Knock Knock Whos there? You You Who? Who You Oh im Jim.

What's long, hard and full of semen? A penis

A baby is cold and won't drink it's milk It's dead

You idiot.

Why did the boy get coal in his stalking. Cause he wants to be a geologist and that's what he asked for.

The blonde is in the park withb a rope a man passes and says what are u doing, she says im goin o hang and kill myself. the next day the man comes back and sees the blonde there alive he says i thought u were goin hang yourself she says i tried but i couldnt breathe.

why didnt jane scream when she got robbed? Because she got shot.

Roses are red, The grass is greener, Every time i'm with you, I touch my wiener.

What did the guy say to the other guy? Hello.
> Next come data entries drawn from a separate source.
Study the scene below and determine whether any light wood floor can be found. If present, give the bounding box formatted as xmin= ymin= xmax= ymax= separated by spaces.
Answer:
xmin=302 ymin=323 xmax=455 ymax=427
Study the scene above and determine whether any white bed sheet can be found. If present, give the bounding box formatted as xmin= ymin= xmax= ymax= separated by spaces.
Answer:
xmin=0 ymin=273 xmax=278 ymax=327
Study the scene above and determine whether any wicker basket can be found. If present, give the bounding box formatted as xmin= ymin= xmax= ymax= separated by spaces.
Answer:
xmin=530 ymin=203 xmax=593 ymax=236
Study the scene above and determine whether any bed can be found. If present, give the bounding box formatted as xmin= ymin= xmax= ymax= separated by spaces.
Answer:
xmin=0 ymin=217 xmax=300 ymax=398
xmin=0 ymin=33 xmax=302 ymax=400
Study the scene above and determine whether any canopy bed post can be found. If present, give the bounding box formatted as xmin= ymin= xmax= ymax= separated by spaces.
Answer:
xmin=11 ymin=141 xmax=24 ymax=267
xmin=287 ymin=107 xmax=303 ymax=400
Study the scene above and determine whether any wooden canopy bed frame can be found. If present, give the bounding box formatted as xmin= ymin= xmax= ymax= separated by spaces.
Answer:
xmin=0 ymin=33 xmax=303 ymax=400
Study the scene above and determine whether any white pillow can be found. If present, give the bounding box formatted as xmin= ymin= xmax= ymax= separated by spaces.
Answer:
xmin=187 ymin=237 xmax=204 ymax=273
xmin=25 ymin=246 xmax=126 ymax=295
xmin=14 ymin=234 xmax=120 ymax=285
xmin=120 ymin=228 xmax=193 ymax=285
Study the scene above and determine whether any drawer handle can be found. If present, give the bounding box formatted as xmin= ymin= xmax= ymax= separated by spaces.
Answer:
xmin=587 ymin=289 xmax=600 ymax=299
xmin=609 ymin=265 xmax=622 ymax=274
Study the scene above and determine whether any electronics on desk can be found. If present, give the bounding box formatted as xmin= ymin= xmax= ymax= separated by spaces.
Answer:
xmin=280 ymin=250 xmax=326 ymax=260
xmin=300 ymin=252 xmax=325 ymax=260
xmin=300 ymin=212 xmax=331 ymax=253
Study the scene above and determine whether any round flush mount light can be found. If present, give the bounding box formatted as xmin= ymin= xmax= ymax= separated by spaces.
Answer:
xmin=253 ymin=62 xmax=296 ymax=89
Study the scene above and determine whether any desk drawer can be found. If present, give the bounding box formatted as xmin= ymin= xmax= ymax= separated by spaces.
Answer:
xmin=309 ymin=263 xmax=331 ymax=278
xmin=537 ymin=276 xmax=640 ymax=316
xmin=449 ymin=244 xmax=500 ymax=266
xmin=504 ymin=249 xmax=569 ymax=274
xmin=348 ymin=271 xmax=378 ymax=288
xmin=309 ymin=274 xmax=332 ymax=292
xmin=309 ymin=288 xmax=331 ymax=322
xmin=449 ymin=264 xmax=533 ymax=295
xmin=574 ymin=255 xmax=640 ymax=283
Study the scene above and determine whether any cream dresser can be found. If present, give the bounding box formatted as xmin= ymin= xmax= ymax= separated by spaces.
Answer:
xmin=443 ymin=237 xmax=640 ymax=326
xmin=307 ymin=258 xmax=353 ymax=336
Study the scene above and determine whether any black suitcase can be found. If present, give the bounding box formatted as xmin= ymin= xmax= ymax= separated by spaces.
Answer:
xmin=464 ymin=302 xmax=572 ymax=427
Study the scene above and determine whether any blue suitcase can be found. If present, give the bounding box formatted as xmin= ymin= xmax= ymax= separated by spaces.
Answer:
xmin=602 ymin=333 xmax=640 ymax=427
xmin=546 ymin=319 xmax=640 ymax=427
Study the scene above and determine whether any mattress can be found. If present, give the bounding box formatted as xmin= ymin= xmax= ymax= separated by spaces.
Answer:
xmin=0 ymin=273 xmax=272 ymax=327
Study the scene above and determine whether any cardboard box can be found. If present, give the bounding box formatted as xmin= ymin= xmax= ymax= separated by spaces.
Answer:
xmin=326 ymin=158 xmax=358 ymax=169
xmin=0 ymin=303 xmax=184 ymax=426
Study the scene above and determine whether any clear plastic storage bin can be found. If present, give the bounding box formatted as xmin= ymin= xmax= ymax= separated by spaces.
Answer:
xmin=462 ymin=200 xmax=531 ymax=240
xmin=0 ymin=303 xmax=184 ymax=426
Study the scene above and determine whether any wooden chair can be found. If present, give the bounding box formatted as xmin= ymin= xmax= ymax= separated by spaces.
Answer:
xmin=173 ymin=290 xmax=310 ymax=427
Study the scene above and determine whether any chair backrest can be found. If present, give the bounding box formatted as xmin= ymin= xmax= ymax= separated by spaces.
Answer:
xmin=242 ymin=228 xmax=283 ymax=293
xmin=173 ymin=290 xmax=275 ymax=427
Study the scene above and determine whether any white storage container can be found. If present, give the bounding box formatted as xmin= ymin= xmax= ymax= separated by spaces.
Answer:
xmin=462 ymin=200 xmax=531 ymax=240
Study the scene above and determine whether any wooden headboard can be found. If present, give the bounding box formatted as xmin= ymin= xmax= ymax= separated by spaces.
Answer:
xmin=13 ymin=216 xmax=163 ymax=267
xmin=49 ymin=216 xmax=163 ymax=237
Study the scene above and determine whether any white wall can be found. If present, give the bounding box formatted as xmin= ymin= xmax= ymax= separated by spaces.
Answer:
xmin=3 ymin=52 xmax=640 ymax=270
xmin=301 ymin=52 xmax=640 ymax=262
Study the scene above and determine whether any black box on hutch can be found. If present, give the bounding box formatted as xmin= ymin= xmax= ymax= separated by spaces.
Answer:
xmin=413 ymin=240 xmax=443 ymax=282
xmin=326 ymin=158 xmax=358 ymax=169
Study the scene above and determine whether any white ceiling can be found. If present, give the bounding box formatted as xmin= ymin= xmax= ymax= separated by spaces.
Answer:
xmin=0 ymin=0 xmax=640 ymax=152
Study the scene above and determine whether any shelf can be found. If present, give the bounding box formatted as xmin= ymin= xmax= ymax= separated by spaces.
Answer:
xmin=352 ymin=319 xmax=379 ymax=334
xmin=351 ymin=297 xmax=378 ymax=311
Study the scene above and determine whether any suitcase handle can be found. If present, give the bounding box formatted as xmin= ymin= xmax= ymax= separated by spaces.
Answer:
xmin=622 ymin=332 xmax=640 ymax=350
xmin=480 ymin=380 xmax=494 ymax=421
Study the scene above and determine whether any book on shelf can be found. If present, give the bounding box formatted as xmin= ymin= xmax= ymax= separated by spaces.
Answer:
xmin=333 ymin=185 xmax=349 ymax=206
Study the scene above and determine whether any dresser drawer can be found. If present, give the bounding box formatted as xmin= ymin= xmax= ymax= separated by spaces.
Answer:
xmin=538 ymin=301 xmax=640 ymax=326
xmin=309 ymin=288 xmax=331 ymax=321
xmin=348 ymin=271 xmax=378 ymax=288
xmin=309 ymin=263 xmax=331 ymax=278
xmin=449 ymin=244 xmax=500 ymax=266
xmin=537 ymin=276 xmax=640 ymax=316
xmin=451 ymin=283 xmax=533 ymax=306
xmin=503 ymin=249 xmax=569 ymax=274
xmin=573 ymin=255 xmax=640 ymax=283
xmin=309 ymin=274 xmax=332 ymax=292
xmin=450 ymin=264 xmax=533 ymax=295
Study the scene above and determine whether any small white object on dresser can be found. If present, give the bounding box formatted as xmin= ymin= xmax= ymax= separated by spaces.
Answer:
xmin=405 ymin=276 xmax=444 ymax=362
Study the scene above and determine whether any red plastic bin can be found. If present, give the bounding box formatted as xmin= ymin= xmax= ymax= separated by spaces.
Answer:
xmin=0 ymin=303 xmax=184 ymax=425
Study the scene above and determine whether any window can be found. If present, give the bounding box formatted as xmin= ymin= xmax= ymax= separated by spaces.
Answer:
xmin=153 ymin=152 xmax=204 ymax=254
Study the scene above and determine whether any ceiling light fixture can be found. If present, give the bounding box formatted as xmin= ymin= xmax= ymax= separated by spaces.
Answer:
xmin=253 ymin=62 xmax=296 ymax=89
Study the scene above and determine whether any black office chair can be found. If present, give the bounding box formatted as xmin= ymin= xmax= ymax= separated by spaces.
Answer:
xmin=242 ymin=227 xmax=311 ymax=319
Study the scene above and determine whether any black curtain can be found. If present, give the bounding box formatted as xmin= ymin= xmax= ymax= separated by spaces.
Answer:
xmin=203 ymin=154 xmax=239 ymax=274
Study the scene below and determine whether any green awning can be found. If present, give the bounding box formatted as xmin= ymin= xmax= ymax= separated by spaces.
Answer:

Why did the black man across the road? just kidding he didnt make it across the road i hit him with my car

what do you call cheese that isn't yours? not your cheese, you probably stole it.

whats brown and sticky? Doody

What do you call 17 blondes standing in a row? most certainly not Charles because it seems as though it would be incrediblely unlikley that a girl would be named Charles

What happened to the hungry child? He got out of Africa

How did the little boy fall over? He was tripped up by his alcoholic father.

What does a white man say when you slug him in the face with a club. Ow.

What's the hardest part about watching a 2 year old get hit by a bus is? Trying not to laugh.

Q: What did the hooker say to the priest? A: That was a wonderful sermon. I look forward to next Sunday's church service.

DONT think about ELEPHANTS. Your thinking about elephants now.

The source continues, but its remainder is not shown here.